# Water Softener Choices



## 1victorianfarmhouse (Mar 17, 2011)

At one point there was a water softener in my basement, but for an unknown reason it was taken out.  I am on a well and septic; water is fairly hard, measured at 250 ppm (15(gpg).

I would like to add a water softener again, but the choices and info at local stores such as Lowes, Menards, Sears, etc leaves something to be desired.

The house has a kitchen and three bathrooms, but at present only me living in it.  Gas water heater.  No dishwashers or whirlpools, though I do shower daily, sometimes more in summer.

Any comments from knowledgeable people about brands known for quality, features or other issues to look for are greatly appreciated!

Then will begin the fun of deciphering the maze of copper and galvanized iron piping.

Thanks,

vince


----------



## Speedbump (Mar 17, 2011)

I highly recommend the Fleck 5600M.  M stands for metered.  It has a water meter built in that counts gallons so the unit won't backwash until it needs to.  It will save you a lot of salt.

I never recommend anything smaller than a 1 cu ft unit.  This would work great for you.

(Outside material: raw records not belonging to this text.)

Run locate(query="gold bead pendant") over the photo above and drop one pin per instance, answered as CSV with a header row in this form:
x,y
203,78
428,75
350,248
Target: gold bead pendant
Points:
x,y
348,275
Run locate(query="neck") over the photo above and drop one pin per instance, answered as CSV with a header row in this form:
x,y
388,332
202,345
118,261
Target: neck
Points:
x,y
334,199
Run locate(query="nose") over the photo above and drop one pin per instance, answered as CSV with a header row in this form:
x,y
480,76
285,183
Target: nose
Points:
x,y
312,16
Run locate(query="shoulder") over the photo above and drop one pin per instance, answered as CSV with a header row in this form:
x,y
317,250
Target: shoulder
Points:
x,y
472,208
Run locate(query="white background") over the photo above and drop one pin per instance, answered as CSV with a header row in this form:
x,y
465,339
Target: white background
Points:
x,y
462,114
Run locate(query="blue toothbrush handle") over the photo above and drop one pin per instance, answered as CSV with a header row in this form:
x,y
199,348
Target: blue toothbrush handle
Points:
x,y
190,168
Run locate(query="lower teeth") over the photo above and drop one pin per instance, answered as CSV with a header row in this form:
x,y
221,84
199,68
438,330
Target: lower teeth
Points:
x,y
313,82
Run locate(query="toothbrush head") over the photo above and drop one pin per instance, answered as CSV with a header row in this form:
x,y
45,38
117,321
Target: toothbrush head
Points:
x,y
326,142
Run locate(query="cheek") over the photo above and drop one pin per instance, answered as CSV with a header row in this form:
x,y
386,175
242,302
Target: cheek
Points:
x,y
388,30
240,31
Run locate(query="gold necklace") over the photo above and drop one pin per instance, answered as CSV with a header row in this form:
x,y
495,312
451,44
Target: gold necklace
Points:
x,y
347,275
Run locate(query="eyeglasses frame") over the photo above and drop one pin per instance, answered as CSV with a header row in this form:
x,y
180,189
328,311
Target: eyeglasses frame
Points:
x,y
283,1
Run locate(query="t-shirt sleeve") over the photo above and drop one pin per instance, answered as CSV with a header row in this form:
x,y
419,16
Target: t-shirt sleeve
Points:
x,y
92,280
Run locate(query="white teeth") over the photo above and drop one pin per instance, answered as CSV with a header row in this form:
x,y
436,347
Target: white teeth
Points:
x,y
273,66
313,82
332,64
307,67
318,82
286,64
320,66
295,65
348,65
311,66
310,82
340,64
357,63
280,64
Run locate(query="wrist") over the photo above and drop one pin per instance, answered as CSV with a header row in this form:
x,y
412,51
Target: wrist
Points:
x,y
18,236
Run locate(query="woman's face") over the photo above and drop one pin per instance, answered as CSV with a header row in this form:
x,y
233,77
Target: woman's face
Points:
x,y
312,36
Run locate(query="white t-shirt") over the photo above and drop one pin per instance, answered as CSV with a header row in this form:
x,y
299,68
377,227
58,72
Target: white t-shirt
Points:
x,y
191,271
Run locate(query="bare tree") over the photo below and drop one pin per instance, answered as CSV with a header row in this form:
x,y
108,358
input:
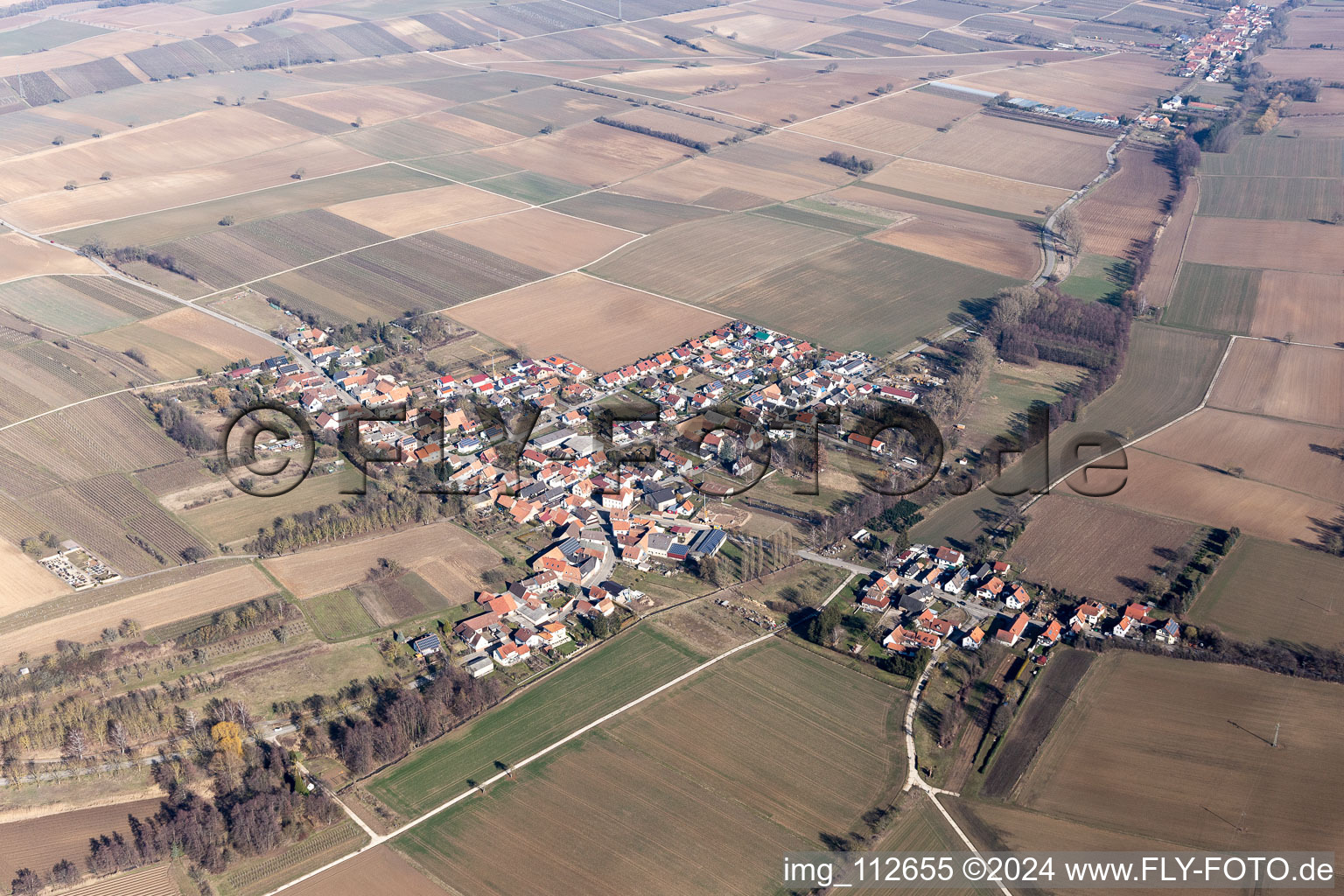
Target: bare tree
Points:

I do sell softeners if your interested.


----------



## 1victorianfarmhouse (Mar 17, 2011)

Interesting...

I'll send you a pm, but am also interested in any other replies as well.

Thanks!

vince


----------



## Redwood (Mar 21, 2011)

Good Unit SpeedBump!

One thing for sure 1victorianfarmhouse You want to avoid the units made by Culligan, Kinetico, and a few others as they use proprietary parts that limit your repair options.


----------



## 1victorianfarmhouse (Mar 21, 2011)

Thanks Redwood!  I didn't know that they used proprietary parts in their systems, though I'm always suspicious of their business model.  I'm in contact with Speedbump about a system, just need to see if it will fit.

vince


----------